Free agency has treated them well in the previous two offseasons. But this time, with the time of leap forward they are hoping for, a trade might be their most viable avenue.
But, there are more pressing matters at hand for general manager Travis Schlenk and Co.
As Bleacher Report’s Greg Swartz writes, the Hawks might want to address forward De’Andre Hunter’s contract situation sooner rather than later. Hunter is eligible for a rookie extension worth up to $184 million this summer.
De’Andre Hunter’s contract situation needs to be at the forefront of the Atlanta Hawks’ offseason plans
This is not a new discussion by any means. We wondered if the Hawks should extend the fourth-year wing in the closing stretch of the regular season. Then, we were privy to the discussion between The Athletic’s John Hollinger and Chris Kirschner in which they suggested a new deal for Hunter should be contingent upon his clean bill of health.
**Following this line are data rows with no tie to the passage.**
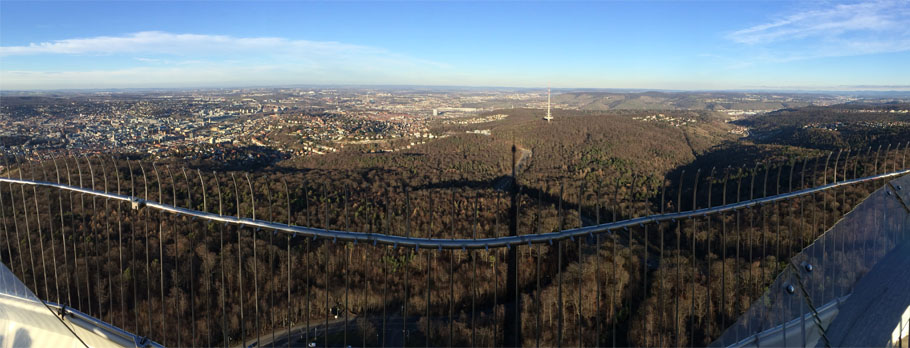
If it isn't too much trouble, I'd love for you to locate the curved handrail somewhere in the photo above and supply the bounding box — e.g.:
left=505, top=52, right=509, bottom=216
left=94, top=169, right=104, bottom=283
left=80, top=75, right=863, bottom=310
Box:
left=0, top=169, right=910, bottom=249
Swartz comes from a similar position, suggesting the Hawks could use Hunter’s injury history to their benefit given his added importance.
Hunter is extension-eligible for the first time this offseason, and he is an important part to the Hawks moving forward after the team sent Cam Reddish to the New York Knicks. It also seems like a good time to buy low on the 24-year-old. Hunter has struggled with injuries in his three seasons yet has the ceiling of a quality two-way wing.
At his best, Hunter is a 20-plus-point-per-game scorer who can give the other team’s best player fits when he checks them.
Unfortunately for him and the Hawks is that he is spread too thin.
They lack sufficient complementary wing defenders to take some of the pressure off of him. Especially if they are going to rely on him for offense going forward. He did end their postseason with a 35-point, 10-rebound performance against the Miami Heat.
Swartz continues with some examples of other deals the Hawks could look at to set their target range for a Hunter deal.
Atlanta should look at…players like OG Anunoby (four years, $72 million) and Mikal Bridges (four years, $90.9 million). Hunter’s best basketball is still ahead of him, and locking him down to a contract in the $20 million per year range would be wise before he hits free agency next summer.
That would put him over the $63 million extension that swingman Kevin Huerter got last offseason as a former non-lottery pick. But, seeing as Hunter is a former fourth-overall pick, it would represent quite the bargain for a player of Hunter’s potential.
It also reflects the uncertainty that remains around him as well as keeps his contract tradeable next season if things do go that way.